As a lead organizer of the campaign to divest from for-profit detention companies, I was disappointed on several accounts by President Eisgruber’s piece. For example, he mentions a Resources Committee guideline stipulating that “sustained interest” may require that an issue be raised over a period of two academic years — without acknowledging that the Princeton Private Prison Divest Coalition (PPPD) has been engaging with administrators, students, faculty, and staff for three academic years now (and has yet, at the time of this writing, to receive any substantive written feedback on the divestment proposal from the Resources Committee).

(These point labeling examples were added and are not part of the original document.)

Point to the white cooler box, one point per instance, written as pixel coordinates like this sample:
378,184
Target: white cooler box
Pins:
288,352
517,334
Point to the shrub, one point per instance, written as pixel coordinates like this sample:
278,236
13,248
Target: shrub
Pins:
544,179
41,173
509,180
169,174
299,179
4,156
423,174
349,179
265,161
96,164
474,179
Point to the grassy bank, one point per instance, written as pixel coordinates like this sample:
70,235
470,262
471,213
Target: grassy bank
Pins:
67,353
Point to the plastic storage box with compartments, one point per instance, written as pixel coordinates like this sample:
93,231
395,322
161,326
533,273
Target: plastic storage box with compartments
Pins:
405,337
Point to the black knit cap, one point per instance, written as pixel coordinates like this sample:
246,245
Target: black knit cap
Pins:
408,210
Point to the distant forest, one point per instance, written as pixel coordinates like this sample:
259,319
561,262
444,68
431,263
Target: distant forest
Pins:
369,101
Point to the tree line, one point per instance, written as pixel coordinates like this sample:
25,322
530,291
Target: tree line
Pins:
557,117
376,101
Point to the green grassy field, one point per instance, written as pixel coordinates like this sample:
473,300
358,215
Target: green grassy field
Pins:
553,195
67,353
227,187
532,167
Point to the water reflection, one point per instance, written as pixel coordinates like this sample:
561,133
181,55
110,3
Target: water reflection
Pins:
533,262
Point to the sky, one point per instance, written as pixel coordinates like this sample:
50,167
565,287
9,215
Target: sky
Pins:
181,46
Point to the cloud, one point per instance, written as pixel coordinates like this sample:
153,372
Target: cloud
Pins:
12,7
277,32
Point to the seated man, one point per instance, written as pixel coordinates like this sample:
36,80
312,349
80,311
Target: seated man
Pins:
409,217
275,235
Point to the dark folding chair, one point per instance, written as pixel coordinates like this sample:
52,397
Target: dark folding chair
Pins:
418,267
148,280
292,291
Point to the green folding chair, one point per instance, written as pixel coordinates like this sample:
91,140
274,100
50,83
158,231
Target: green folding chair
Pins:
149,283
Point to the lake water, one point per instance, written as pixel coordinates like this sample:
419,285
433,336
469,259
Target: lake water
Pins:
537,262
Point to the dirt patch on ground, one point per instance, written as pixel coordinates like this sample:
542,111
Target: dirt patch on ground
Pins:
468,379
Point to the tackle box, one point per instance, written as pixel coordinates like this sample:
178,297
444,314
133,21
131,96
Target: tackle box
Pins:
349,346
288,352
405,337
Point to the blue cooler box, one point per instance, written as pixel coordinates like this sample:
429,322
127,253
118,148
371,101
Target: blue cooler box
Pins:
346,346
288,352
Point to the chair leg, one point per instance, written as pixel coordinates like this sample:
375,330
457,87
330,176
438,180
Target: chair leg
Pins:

Most egregiously, President Eisgruber echoes several questions that have been posed by the Resources Committee — without bothering to mention that PPPD has responded to these same questions time and time again before the committee and President Eisgruber himself, both in public and private meetings and correspondences. We will briefly repeat our responses here:

Would a divestment recommendation cite specific companies and practices? Yes, we have singled out 11 companies that run or contract exclusively with private prisons and immigrant detention centers. Is for-profit detention just one of many “political and social strategies” designed to protect human rights? No, it is not. Prison and immigrant detention contractors regularly perpetrate acts of violence and torture — including solitary confinement and sexual abuse by staff — that disproportionately target black, brown, and poor individuals and communities.